Blockchain is enabling DeFi, a completely democratized access to financial services. Entire new industries are being built on top of DeFi and blockchain.

DeFi sounds good, right? The promise of building a Decentralised Finance ecosystem that can reach billions of people worldwide that remain unbanked. This is a huge problem, and its root cause is the largely centralized structure of the institutions that make up our traditional financial system.

DeFi is a great trustless alternative that offers the users greater control over their money. Financial instruments like loans, insurance, and derivatives that are presently controlled by big organizations will witness these middlemen’s elimination.

The anonymity that blockchains ensure will also enable faster borrowing and lending of money without any need for trust in the form of KYC or credit scores.

In simple terms, DeFi can be defined simply as an open or decentralized financial system that’s devoid of a centralized setup in which powers are in the hands of a few powerful organizations such as exchanges or banks, with the help of blockchain technology and smart contracts.

Thanks to DeFi, existing financial instruments (like loans, savings, trading, etc.) can now be accessed in a decentralized, trustless manner by anyone, anywhere in the world. This enables financial processes and workflows to be more streamlined in terms of speed, cost and accessibility.

Properties of Decentralized Finance (DeFi)

Here are three prerequisites financial solutions must satisfy to be truly decentralized.

  • Interoperability

Interoperability simply means cross-communication. In this case, it means different blockchains’ ability to communicate with each other or see, access, and share information across blockchain networks without intermediary intervention. Central exchanges currently play this role.

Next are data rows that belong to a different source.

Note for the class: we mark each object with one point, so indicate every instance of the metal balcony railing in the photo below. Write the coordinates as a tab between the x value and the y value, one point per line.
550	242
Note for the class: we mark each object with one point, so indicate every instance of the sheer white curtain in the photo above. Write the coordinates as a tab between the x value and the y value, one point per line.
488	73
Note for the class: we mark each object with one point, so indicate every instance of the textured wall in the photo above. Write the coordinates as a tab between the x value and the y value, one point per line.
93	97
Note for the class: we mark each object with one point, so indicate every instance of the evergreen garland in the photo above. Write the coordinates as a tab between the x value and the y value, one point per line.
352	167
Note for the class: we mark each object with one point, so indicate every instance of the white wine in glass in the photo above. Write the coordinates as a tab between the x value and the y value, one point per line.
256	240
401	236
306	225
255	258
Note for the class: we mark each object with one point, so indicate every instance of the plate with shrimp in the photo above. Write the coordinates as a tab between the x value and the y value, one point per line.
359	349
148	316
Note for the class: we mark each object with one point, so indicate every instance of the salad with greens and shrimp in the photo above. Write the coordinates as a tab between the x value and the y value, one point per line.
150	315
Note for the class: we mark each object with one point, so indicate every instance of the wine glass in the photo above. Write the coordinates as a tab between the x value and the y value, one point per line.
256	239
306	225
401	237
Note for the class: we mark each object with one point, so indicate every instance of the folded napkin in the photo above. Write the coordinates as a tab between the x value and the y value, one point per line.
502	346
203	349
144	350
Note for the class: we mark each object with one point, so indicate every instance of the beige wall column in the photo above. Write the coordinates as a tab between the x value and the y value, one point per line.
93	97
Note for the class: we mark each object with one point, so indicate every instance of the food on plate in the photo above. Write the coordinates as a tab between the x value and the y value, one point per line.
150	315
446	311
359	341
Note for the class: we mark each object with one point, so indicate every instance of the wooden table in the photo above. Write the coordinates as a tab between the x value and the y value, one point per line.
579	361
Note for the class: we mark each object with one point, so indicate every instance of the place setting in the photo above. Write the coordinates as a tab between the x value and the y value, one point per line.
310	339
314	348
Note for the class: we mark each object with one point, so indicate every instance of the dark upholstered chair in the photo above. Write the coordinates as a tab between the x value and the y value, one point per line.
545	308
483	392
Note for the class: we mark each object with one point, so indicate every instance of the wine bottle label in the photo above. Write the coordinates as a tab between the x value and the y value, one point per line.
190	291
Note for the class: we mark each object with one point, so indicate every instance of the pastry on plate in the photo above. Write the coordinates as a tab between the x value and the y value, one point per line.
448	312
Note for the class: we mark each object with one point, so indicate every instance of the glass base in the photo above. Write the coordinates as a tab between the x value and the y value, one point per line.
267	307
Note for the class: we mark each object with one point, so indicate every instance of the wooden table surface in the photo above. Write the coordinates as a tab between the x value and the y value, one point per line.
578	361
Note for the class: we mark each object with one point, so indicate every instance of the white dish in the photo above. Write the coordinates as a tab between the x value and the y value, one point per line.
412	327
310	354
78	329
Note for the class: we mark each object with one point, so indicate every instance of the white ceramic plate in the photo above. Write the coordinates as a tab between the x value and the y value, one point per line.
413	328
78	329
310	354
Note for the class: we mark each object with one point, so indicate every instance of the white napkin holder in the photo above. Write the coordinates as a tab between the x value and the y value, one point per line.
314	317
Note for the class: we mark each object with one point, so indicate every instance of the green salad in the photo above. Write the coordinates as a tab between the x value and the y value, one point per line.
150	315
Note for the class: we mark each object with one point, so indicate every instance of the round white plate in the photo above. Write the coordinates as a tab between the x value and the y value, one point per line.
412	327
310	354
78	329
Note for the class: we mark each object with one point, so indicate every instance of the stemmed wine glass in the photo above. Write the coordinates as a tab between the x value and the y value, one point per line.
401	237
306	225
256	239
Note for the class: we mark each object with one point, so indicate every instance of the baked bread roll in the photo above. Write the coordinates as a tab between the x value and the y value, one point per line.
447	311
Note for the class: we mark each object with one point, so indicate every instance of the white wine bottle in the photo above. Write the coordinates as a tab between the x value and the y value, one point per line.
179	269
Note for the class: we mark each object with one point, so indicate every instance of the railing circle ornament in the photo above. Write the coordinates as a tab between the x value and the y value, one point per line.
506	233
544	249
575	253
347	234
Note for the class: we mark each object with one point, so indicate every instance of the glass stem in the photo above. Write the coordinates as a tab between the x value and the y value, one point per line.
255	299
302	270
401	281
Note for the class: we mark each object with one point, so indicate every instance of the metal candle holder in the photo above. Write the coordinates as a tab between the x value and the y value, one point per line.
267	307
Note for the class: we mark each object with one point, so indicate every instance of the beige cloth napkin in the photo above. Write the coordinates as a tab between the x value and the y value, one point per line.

Interoperability isn’t just a good feature, but it is incredibly critical in the DeFi space due to various blockchain networks’ ability to communicate with each other. This then creates an ecosystem in which several different dApps are able to “borrow” various functions by integrating with other dApps. Transparency is also an advantage of interoperability.

  • Composability

DeFi apps are open source, and, as such, anyone can view or use the code as the basis to develop new applications. This concept is known as composability i.e. something existing can be used to create a new product using different arrangements or combinations.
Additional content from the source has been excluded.